Machine Learning–Based Bridge Maintenance Optimization Model for Maximizing Performance within Available Annual Budgets

Effective maintenance planning for bridges is crucial for maintaining their performance, safety, and minimizing maintenance costs. Timely implementation of interventions can improve the performance of bridges and avoid the need for costly interventions. However, bridge maintenance is often delayed because of inadequate planning and budget allocation, as well as resource constraints such as funding. With the availability of historical condition data of bridges in databases such as the National Bridge Inventory (NBI) and National Bridge Elements (NBE), there is an opportunity to use data-driven methods to predict deterioration of bridge elements and optimize their maintenance interventions to maximize the performance of bridges. This paper presents the development of a novel system that uses machine learning (ML) techniques, to predict the condition of concrete bridge elements, and binary linear programming optimization method, to identify the optimal selection of maintenance interventions and their timing, to maximize the performance of bridges while complying with available annual budgets. Four ML methods are explored: decision tree, random forest, gradient boosting, and support vector machines. The results of the ML evaluation show that, while the values of the predictive performance metrics varied for different elements, random forest method had the best performance for all elements. A case study of a concrete bridge is analyzed to evaluate the performance of the system and demonstrate its new capabilities.

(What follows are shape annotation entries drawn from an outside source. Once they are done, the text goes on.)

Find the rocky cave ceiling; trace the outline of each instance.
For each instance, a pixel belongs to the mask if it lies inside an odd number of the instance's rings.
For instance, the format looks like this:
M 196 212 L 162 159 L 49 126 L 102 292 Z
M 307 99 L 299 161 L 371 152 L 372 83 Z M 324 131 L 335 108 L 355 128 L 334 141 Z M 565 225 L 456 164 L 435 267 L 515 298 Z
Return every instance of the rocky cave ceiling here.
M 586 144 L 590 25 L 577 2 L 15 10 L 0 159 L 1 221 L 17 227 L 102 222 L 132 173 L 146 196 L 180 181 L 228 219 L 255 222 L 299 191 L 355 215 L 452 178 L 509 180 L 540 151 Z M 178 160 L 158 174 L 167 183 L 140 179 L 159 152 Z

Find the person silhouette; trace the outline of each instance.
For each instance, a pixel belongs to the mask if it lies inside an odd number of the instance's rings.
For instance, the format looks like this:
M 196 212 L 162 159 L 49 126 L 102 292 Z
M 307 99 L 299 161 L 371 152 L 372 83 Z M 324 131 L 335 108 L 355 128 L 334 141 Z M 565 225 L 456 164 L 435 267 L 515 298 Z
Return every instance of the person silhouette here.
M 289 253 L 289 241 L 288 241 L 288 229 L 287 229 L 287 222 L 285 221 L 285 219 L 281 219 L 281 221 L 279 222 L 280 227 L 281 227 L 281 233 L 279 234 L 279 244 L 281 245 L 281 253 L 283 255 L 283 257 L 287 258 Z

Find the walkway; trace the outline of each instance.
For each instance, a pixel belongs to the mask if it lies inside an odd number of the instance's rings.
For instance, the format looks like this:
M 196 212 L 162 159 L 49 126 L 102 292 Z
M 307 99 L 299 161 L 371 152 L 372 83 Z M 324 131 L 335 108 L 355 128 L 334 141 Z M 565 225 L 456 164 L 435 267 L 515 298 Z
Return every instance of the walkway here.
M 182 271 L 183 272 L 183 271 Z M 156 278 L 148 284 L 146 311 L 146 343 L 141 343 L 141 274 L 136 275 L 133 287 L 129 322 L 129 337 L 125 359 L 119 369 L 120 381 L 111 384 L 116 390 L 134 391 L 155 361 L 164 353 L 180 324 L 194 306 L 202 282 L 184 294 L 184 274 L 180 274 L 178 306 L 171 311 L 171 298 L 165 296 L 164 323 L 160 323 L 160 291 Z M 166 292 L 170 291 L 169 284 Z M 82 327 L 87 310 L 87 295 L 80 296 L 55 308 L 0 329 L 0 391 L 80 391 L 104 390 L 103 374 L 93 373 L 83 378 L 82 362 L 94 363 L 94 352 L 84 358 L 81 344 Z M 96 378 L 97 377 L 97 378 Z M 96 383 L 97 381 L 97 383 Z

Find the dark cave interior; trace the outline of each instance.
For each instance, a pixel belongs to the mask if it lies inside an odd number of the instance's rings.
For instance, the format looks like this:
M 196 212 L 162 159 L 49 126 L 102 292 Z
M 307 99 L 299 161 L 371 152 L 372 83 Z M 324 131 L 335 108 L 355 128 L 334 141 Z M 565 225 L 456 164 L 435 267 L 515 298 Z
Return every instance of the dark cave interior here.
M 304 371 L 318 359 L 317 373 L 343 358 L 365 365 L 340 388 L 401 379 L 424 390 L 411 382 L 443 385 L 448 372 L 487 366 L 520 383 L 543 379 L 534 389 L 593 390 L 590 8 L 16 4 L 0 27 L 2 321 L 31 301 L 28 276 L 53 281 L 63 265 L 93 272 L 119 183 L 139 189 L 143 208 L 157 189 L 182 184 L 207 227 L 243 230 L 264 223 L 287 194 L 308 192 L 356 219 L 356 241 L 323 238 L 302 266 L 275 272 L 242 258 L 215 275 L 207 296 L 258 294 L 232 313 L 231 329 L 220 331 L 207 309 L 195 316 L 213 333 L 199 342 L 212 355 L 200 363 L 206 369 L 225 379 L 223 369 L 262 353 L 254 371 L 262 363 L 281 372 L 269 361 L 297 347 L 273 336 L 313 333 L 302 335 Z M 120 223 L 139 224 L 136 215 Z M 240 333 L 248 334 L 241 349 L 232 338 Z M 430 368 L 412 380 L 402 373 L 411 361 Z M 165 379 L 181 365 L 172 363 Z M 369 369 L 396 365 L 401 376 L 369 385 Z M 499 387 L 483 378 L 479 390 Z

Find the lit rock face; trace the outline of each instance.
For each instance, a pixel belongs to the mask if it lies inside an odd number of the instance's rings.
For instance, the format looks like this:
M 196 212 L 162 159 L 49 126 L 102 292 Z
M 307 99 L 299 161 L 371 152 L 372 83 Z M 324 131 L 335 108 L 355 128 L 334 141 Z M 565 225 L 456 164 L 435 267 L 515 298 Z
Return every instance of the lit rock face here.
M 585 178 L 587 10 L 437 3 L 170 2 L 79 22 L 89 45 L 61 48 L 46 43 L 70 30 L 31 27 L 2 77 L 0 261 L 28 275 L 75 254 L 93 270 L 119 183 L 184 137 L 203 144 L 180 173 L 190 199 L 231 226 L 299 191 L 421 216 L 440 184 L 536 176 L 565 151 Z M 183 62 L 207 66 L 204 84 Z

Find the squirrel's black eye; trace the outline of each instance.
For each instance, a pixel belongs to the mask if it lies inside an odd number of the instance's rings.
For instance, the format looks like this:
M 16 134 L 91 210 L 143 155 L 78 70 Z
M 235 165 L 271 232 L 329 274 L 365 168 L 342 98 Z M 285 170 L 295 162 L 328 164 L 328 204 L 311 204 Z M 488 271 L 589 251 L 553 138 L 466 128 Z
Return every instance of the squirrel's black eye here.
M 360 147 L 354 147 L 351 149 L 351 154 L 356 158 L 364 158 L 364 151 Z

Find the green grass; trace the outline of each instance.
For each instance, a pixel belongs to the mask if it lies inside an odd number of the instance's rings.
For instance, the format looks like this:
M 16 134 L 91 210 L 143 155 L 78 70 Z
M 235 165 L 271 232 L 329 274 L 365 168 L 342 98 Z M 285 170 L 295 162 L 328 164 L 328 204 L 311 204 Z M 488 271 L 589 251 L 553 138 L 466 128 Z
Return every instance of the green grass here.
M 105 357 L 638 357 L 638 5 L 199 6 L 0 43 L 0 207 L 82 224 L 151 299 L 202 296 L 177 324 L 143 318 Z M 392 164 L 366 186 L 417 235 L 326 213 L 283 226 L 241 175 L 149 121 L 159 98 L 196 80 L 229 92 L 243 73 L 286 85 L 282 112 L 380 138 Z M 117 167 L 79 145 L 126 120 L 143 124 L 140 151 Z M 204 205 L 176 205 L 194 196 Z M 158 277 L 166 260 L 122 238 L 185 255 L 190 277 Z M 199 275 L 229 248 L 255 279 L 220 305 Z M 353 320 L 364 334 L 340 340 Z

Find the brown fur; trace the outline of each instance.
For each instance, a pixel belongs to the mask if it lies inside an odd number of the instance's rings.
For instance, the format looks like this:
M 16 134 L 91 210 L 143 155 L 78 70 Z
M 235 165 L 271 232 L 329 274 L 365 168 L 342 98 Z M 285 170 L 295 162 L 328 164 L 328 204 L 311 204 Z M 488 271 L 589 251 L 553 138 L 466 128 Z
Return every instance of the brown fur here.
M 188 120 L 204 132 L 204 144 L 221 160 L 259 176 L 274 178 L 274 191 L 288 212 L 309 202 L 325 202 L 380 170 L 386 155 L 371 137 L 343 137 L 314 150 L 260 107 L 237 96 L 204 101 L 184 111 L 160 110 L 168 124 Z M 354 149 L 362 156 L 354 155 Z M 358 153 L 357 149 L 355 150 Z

The case study results show that the developed model identifies optimal maintenance interventions for various annual budgets over a 50-year study period. The primary contributions of this research to the body of knowledge are as follows: (1) the development of a novel system that integrates machine learning techniques and linear programming for predicting bridge element conditions and optimizing maintenance interventions; (2) modeling and predicting the deterioration of bridge elements based on health index metric; and (3) generating long-term maintenance plans for each of the bridge elements to maximize the performance of bridges within available annual budgets. The present system is expected to support decision makers, such as highway agencies, in allocating the limited financial resources for bridge maintenance more efficiently and cost-effectively.